You could say that the balls have stopped, but under an imaginary submolecular microscope the shuddering and shaking of the molecules in the solids has not stopped at all: there is no dropping of the temperature to absolute zero, therefore motion must have continued.
There is no concept of stopping when dealing with molecules. Changing speed, direction of motion, slowing them down, ok.
Now think of the collision between an ideally hard billiard ball and an ideally hard wrecking ball, again head on. Billiard ball at high speed and wrecking ball hangs still. Do you think one could notice the effect on the big guy? No way. Momentum differences after and before are imperceptible. Not zero though!
But that imperceptible effect increases if we start firing thousands of billiard balls per second at the wreching ball. At least it wouldn't hang completely vertical from its chain any more.
Wikipedia has nice gif animations of brownian motion
http://en.wikipedia.org/wiki/Brownian_motion
that are a beautiful intermediate step between molecules among themselves and an object tossed up in the air. (Note that the pictures do NOT have gravity).
5 molecules, dust speck, grain of salt, coin, billiard ball form a sequence of objects that 'feel' relatively less and less of individual collisions with molecules. Not only because of the bigger and bigger weight, also because of the area: they get hit more and more frequently
from all sides.
Someone like you was curious enough to wonder about the chaotic motions of pollen in water under a microscope and had the effect named after him. Someone else did some quantitative work on this and it now counts as confirmation of the existence of molecules. He became the most famous scientist of all times!
Back to our wrecking ball in a gas of billiard balls.
Hanging still: collisions from all sides, average net result zero. But wait, gravity makes air pressure height dependent! So a bit more from below than from above. Eureka! In the passing we've come by Archimedes' discovery as well: in a vacuum the chain tension would be a little higher than in air.
Throwing it up means the 10 to the umpteenth molecules bound together have an average speed upwards. More collisions from above than from below. There's what we call the air resistance in supra-molecular circumstances. Dust takes longer to settle than a cloud of wrecking balls...;-) Do I have the sensation of Galilei enthousiastically nodding his head ?
Bottom line: there is a lot of exchange of momentum
on the fly. Newton's third law in action! 'Object' behaviour is determined by averages over 10^many collisions that have almost no effect on object (but the individual air molecules experience a ruddy hard collison with a pretty hard rubber wall). No stopping.
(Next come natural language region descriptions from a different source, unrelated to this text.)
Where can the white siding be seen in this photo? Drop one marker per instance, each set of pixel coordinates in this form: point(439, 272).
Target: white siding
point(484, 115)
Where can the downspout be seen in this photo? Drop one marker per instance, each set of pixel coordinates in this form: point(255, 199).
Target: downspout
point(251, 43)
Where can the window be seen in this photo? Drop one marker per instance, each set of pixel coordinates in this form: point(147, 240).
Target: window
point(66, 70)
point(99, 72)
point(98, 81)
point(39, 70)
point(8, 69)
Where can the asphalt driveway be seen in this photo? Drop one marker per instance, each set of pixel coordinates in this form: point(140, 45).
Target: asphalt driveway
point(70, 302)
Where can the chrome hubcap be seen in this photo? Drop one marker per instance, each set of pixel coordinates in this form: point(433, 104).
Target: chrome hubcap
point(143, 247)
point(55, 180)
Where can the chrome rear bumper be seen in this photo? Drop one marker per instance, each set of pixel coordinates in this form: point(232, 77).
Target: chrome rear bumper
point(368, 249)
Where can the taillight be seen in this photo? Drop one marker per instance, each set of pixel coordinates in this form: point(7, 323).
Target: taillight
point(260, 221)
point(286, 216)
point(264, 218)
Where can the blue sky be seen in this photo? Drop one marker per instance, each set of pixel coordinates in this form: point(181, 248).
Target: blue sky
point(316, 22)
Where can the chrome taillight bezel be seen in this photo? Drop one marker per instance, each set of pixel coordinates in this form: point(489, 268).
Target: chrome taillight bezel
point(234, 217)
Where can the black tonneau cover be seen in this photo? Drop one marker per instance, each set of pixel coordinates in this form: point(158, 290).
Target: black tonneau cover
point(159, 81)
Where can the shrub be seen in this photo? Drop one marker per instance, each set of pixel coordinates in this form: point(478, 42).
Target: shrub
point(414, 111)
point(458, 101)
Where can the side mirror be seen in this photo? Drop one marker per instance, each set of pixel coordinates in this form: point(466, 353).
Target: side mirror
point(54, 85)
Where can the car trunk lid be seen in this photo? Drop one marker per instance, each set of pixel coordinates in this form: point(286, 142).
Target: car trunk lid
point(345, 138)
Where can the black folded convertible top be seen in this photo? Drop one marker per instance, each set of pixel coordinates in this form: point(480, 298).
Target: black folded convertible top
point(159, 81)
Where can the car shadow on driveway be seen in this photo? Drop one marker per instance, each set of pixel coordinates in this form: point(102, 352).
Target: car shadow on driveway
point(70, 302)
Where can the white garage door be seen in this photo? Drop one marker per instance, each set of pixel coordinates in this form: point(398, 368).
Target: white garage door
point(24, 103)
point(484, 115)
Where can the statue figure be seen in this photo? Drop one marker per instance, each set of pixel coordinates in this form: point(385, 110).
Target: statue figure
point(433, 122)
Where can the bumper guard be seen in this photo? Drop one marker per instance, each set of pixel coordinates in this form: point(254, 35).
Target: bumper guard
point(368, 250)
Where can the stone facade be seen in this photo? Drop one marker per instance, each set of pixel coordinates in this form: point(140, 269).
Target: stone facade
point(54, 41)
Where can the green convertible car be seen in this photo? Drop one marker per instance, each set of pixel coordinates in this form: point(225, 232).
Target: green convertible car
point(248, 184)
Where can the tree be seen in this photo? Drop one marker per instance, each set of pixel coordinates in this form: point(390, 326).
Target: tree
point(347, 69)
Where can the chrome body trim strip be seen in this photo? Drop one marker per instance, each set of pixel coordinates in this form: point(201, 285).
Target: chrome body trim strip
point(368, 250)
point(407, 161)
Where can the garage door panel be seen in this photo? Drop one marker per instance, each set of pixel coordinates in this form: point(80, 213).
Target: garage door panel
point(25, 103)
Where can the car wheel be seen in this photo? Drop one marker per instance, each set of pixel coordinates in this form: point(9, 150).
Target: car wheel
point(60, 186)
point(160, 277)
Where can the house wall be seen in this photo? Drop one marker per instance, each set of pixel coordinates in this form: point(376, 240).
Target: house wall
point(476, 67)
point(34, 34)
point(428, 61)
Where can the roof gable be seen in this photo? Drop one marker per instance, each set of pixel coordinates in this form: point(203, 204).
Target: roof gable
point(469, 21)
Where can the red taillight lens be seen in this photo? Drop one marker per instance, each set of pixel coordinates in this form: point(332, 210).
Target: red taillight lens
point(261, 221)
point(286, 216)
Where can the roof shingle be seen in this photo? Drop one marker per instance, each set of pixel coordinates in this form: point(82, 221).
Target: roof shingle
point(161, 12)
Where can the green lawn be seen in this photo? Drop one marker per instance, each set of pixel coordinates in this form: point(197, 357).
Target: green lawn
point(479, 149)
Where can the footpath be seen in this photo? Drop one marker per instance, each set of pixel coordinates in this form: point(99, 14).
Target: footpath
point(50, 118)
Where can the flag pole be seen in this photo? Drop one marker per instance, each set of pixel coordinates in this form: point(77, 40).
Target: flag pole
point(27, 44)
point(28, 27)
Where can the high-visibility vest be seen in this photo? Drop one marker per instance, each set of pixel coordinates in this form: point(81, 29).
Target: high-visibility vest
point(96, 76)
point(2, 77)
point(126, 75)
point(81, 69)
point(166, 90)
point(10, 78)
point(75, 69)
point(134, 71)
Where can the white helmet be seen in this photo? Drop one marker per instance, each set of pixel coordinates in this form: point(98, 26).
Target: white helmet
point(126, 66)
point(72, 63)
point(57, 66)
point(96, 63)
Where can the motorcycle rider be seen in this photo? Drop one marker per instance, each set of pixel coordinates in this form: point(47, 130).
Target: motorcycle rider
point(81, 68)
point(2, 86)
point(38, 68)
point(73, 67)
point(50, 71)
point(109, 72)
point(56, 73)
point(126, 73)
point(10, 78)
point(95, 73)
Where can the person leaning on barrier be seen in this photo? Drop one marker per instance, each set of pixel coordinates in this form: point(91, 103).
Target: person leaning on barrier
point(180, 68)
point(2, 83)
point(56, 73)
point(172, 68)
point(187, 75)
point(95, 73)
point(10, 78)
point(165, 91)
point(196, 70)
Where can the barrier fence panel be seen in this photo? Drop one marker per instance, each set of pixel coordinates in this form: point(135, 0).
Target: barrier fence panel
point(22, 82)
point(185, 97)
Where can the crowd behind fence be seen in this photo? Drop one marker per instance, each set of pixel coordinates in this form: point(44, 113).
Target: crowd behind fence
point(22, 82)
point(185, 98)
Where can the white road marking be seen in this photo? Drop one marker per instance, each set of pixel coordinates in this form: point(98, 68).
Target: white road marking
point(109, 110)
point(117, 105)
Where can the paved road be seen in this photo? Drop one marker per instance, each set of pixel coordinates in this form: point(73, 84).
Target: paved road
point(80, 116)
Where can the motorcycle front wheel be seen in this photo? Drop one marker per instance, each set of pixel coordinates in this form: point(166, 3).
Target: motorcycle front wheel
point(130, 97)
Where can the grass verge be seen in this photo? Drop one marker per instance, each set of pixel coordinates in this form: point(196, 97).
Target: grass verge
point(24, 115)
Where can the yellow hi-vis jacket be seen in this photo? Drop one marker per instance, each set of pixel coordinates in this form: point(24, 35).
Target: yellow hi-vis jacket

On 2. You are absolutely right. Same thing. I have a hard time imagining what you mean with "a wire with a ball connected to the edge and spin it ". But yes, as the world turns, we don't fly off into space in a straight line because Earth and we attract each other. (Newton 3 again!). That's a force vector, perpendicular to the velocity. It doesn't change the speed, only the direction of the velocity.
As an feeble attempt at humour: If the population on one half of the world jumps up at the same time, the Earth moves a little in the other direction. Not for long, but still. However, the center of gravity of world + population) follows the same path as in the case nothing happened.